Another way allegations can become public is through Freedom of Information Act requests. But there are two problems with that. First, those laws only apply to public universities, so private schools are under no legal obligation to disclose any documents that come from the NCAA. Second, some universities use loopholes and creative lawyering to get around those require
ments or slow-play them depending on the specific state laws they operate under.
At Arizona and Auburn, specifically, there’s no indication that the schools plan on releasing anything about these cases a minute before they have to. LSU apparently hasn’t yet received its Notice of Allegations, but given how stridently the school has stood behind Wade thus far, it would be a mild surprise if they shoved it out into the public eye.
Why? Recruiting, of course.
The longer the documents are kept under wraps, the longer coaches can tell the kids they’re trying to reel in that’s all some big unknown off into the future. And the longer they can stave off the inevitability of major sanctions, the longer they can keep their programs above water. At every one of these schools, after all, a coach is more likely to get fired for losing than for cheating.

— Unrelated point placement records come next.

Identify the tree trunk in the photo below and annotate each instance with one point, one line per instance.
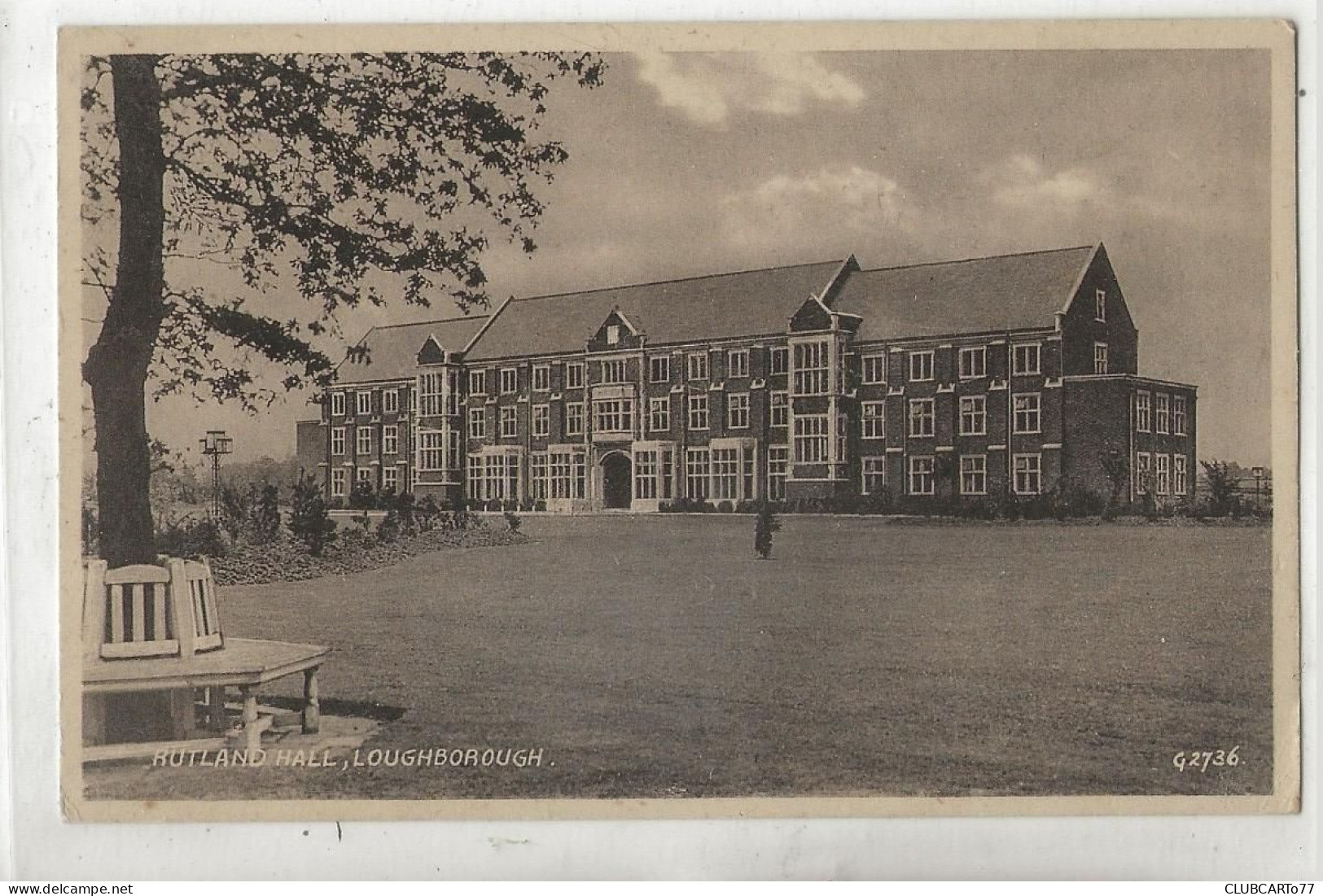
(116, 365)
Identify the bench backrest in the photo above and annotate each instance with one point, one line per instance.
(137, 611)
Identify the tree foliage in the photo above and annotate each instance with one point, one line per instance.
(335, 179)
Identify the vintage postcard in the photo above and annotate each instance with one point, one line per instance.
(679, 421)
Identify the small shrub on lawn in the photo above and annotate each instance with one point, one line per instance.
(192, 538)
(264, 513)
(310, 522)
(765, 527)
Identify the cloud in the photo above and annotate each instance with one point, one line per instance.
(708, 86)
(834, 207)
(1023, 181)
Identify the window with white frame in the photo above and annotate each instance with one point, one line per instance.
(874, 369)
(974, 362)
(541, 378)
(974, 417)
(779, 409)
(810, 439)
(698, 463)
(811, 365)
(737, 411)
(974, 474)
(430, 457)
(1028, 413)
(921, 417)
(575, 419)
(430, 389)
(698, 365)
(698, 411)
(493, 478)
(613, 415)
(508, 422)
(1162, 474)
(659, 414)
(1026, 360)
(921, 366)
(1028, 474)
(537, 476)
(725, 474)
(874, 419)
(1143, 407)
(575, 374)
(921, 479)
(778, 463)
(646, 474)
(1162, 413)
(874, 470)
(1143, 472)
(569, 474)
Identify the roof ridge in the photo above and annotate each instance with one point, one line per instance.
(982, 258)
(658, 283)
(427, 323)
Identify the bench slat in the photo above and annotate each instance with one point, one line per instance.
(142, 572)
(138, 607)
(159, 629)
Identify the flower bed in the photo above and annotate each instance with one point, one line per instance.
(355, 551)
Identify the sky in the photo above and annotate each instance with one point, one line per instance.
(688, 164)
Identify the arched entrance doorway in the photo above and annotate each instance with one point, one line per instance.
(616, 481)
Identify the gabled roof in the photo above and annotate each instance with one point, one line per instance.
(974, 295)
(749, 303)
(393, 351)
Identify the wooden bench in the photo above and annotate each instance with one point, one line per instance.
(158, 629)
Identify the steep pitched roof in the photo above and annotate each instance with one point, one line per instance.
(973, 295)
(747, 303)
(393, 351)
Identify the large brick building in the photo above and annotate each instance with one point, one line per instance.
(982, 377)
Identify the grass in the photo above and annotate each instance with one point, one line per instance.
(654, 656)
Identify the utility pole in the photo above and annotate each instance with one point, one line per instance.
(215, 444)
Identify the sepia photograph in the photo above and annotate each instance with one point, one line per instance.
(679, 422)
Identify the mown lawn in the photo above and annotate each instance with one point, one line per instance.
(654, 656)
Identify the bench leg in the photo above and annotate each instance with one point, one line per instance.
(252, 734)
(311, 707)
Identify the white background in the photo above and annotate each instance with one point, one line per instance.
(37, 845)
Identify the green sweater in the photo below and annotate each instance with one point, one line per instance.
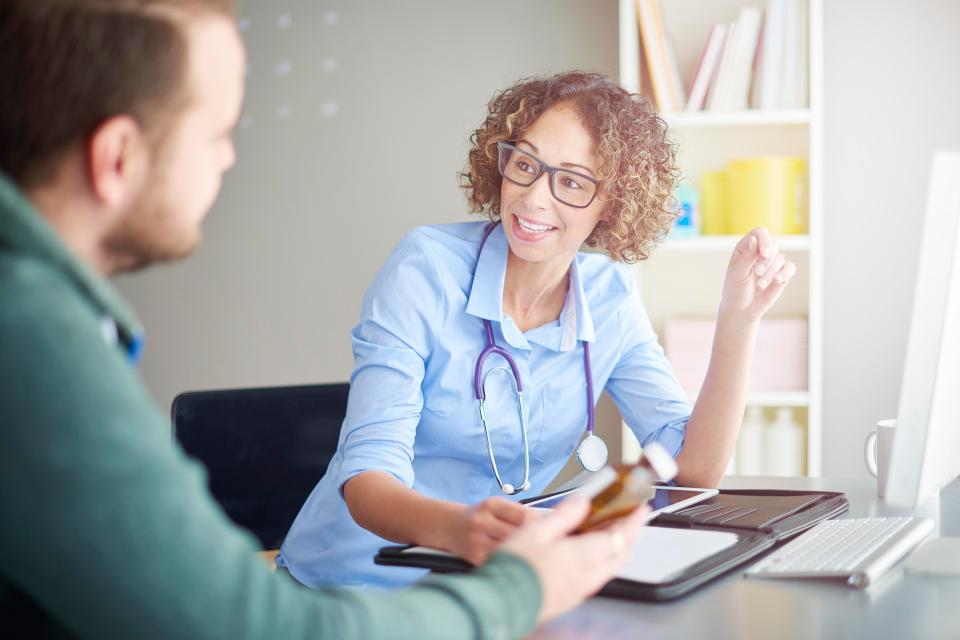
(108, 529)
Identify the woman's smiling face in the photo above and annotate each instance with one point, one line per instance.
(539, 227)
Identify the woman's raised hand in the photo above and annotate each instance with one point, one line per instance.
(756, 276)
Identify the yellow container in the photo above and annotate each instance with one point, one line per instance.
(713, 203)
(770, 192)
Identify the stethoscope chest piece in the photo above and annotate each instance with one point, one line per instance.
(592, 453)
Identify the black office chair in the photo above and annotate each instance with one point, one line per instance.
(264, 449)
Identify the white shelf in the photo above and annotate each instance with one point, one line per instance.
(727, 243)
(709, 139)
(747, 118)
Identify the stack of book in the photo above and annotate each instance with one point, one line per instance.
(758, 60)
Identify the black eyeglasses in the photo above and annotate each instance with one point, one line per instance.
(523, 168)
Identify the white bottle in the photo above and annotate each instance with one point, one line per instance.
(750, 446)
(784, 446)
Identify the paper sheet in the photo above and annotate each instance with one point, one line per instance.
(660, 553)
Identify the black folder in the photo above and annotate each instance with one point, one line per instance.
(760, 519)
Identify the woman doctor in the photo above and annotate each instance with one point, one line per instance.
(471, 311)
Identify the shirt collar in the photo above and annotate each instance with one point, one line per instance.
(25, 231)
(486, 296)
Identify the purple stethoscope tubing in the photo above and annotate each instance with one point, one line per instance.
(478, 381)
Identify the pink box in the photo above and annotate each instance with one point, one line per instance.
(779, 359)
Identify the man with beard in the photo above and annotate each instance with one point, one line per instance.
(115, 131)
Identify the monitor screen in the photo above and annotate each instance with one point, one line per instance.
(926, 445)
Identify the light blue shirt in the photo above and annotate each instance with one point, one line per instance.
(412, 410)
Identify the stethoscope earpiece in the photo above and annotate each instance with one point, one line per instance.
(510, 490)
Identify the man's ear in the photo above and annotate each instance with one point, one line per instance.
(117, 158)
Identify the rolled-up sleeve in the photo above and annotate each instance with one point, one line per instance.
(401, 315)
(643, 385)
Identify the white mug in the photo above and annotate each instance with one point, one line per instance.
(876, 452)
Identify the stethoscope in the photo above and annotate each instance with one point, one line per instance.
(592, 452)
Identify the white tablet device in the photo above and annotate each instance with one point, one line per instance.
(665, 500)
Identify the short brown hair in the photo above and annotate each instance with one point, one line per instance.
(68, 65)
(637, 168)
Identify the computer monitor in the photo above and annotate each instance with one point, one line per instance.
(926, 445)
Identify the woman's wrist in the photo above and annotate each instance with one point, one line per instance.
(443, 529)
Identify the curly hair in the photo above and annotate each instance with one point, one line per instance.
(637, 162)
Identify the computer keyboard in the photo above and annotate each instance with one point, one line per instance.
(858, 549)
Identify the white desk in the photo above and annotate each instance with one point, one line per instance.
(899, 605)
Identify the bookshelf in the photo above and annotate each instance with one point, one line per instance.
(683, 277)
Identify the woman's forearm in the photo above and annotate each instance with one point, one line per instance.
(711, 433)
(387, 507)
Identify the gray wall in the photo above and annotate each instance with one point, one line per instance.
(316, 201)
(892, 97)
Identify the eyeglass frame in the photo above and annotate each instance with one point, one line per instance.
(505, 145)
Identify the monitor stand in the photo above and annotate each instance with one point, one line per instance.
(936, 557)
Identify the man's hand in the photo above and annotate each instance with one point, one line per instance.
(572, 568)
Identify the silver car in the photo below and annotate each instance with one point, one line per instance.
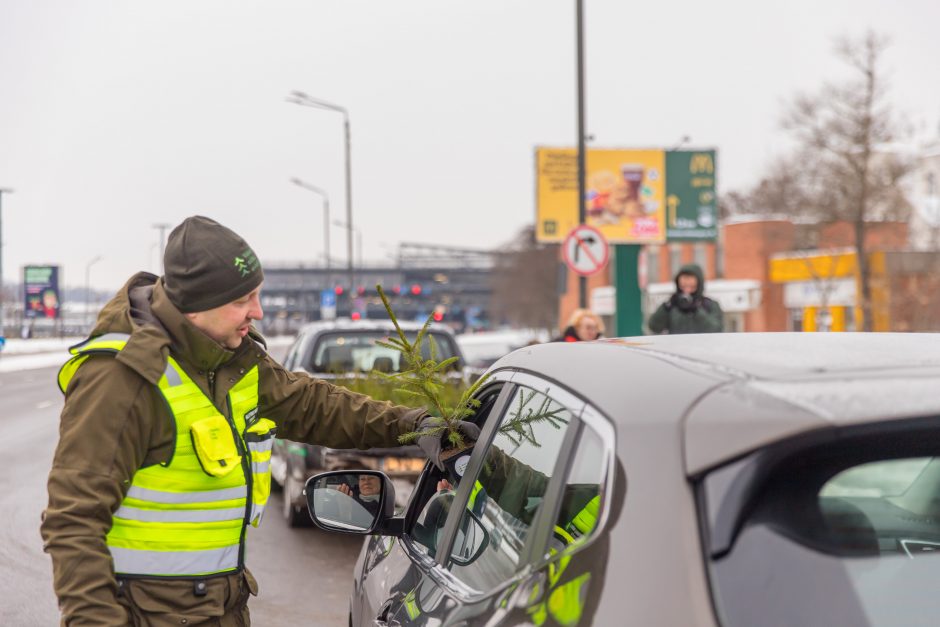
(738, 480)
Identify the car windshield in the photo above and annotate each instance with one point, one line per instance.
(359, 351)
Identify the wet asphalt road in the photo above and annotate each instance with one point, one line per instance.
(305, 575)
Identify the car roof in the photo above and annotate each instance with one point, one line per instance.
(728, 394)
(346, 324)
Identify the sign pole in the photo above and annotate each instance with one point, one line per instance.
(629, 317)
(582, 192)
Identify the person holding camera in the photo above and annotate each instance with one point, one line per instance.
(688, 310)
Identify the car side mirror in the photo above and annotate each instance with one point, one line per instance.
(358, 502)
(471, 540)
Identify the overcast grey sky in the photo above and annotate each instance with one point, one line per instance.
(116, 115)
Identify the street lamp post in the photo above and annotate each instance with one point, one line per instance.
(299, 97)
(88, 266)
(162, 227)
(3, 190)
(326, 216)
(351, 228)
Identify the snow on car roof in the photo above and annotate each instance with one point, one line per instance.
(731, 393)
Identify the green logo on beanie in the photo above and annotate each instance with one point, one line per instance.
(246, 263)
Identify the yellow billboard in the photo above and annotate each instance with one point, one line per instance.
(624, 194)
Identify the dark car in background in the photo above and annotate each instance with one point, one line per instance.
(737, 480)
(338, 349)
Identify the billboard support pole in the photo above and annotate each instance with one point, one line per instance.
(2, 192)
(582, 281)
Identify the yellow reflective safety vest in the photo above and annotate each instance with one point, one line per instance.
(187, 517)
(565, 602)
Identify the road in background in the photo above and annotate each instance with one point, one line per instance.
(305, 575)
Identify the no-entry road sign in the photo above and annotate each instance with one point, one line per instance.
(585, 250)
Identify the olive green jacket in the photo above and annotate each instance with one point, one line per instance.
(115, 421)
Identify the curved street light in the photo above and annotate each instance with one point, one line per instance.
(88, 266)
(326, 215)
(351, 228)
(303, 99)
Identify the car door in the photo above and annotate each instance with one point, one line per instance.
(539, 469)
(390, 569)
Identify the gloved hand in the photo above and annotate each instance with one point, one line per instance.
(432, 444)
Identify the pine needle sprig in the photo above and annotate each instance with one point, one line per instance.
(425, 379)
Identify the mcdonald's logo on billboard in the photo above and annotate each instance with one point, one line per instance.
(702, 163)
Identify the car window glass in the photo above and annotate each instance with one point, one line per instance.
(359, 352)
(580, 503)
(436, 493)
(509, 490)
(851, 519)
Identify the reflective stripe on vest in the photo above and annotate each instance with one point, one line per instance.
(176, 519)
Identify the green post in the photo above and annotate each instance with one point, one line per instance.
(629, 320)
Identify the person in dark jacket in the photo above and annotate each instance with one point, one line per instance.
(688, 310)
(583, 326)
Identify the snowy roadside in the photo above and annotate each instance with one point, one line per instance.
(50, 352)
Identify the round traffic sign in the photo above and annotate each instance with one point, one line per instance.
(585, 250)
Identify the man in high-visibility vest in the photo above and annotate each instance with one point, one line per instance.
(163, 459)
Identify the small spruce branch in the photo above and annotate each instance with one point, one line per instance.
(424, 379)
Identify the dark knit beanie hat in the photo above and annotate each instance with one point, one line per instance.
(206, 265)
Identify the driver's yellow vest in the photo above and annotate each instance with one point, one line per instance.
(187, 516)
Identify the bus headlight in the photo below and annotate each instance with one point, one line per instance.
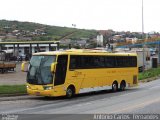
(48, 87)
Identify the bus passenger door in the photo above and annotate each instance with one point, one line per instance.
(61, 69)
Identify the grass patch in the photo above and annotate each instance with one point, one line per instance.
(149, 73)
(13, 89)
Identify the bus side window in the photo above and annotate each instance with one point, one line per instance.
(72, 63)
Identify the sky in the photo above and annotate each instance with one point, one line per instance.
(118, 15)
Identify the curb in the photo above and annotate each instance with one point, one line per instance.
(14, 98)
(149, 79)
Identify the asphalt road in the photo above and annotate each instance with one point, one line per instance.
(143, 99)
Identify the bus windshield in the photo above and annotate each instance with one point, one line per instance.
(39, 70)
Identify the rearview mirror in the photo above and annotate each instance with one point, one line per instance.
(24, 66)
(53, 67)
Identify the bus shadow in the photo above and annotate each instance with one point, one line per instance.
(95, 95)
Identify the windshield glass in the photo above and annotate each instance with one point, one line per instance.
(39, 70)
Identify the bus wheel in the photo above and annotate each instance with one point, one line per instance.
(122, 85)
(70, 92)
(114, 86)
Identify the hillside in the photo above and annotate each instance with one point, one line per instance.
(18, 31)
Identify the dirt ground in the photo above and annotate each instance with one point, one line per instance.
(13, 77)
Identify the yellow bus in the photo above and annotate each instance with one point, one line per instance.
(70, 72)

That’s probably a better tactic than what happened a few years ago at Ole Miss, which was accused of major violations in the football program. Instead of releasing the document right away, which coincided with a big recruiting weekend, school officials tried to spin a narrative through off-the-record conversations with media members that it wasn’t a big deal and that the really bad stuff happened under a previous coaching staff. Of course, months later when they made the document public, it was clear they had misled everyone. Everything collapsed shortly after that.